Savoir le nombre trépidant de petites “inflations” dans l’agenda chargé de Mme Dati ? Estimer la fréquentation nocturne des sofitel, pour se donner une idée de leurs dépravations respectives ?
Ça vous mènera à quoi au final ? Vos lois se fabriquent à Bruxelles, et les gens que vous élisez sont des marionnettes.
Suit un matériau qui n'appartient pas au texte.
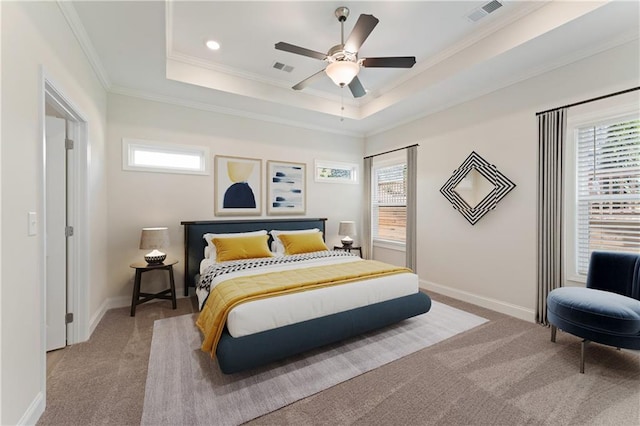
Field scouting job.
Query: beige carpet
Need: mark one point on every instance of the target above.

Dans un pays souverain et démocratique, l’intérêt de suivre l’agenda des politiques est évident, et devrait même être la norme de fait, le politique n’étant toujours qu’un salarié du contribuable. Mais dans notre pays sous le joug de l’UE, je ne vois aucun intérêt à suivre des poissons rouges dans un bocal.
Le 13/11/2018 à 19h53
Le 13/11/2018 à 20h14
et 5) que cet agenda n’est, de toute pas façon, pas exhaustif.
Le 13/11/2018 à 23h21
Petite pensée à Tris et le Projet Arcadie.
Le 13/11/2018 à 23h50
C’est effectivement possible de “text miner” du PDF et du HTML, mais c’est chronophage et surtout ce n’est pas le travail de ceux qui utilisent ces données : les journalistes.
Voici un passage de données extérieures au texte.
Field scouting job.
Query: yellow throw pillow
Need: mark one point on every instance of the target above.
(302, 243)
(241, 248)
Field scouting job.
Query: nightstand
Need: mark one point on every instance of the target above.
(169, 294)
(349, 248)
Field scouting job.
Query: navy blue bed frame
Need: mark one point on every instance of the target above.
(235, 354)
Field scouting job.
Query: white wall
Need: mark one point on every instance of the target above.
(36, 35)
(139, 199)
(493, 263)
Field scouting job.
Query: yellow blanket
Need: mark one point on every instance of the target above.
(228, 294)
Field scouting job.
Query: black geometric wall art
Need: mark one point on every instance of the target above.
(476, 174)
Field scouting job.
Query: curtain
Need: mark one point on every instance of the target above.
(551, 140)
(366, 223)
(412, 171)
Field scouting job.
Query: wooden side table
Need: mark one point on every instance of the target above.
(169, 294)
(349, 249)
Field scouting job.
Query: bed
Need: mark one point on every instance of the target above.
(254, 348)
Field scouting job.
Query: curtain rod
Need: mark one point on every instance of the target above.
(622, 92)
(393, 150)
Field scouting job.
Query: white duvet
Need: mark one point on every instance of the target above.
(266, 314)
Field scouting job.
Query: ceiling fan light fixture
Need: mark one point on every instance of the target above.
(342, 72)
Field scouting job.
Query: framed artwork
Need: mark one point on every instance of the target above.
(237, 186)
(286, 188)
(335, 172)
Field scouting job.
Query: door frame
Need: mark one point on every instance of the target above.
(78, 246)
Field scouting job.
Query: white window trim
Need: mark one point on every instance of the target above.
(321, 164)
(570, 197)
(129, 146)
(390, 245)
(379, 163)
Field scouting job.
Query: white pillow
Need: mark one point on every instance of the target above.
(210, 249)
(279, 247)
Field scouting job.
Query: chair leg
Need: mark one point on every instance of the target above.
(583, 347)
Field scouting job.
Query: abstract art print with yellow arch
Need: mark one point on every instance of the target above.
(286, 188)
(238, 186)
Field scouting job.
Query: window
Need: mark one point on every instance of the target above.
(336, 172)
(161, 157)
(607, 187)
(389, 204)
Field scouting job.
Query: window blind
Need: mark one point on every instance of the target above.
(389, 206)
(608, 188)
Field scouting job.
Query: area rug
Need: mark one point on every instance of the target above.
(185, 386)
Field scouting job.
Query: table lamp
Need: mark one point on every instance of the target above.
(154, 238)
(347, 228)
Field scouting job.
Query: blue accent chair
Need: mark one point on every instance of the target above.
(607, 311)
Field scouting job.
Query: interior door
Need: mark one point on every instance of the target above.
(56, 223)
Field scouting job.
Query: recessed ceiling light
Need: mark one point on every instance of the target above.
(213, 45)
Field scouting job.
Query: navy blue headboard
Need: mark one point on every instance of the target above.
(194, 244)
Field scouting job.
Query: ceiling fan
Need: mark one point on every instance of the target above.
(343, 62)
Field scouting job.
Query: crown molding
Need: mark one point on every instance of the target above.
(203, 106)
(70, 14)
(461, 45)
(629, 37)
Et comme indiqué dans l’article, l’objectif est de pouvoir croiser ces données avec d’autres données, donc si on doit commencer par “scraper” les sites de ministères et qu’il faut tout recoder quand ils changent la structure du PDF/HTML, on n’est pas arrivés :)
Le 14/11/2018 à 06h26
Faut voir si la volumétrie et la fréquence d’utilisation des données justifient des investissements.
Sans oublier le fait que chaque ministère doit avoir son propre outil d’agenda j’imagine…
Et l’initiative peut venir de citoyens impliqués aussi, la démarche n’est pas à sens unique :)
Le 14/11/2018 à 08h27
Vous voulez pas créer un parti politique?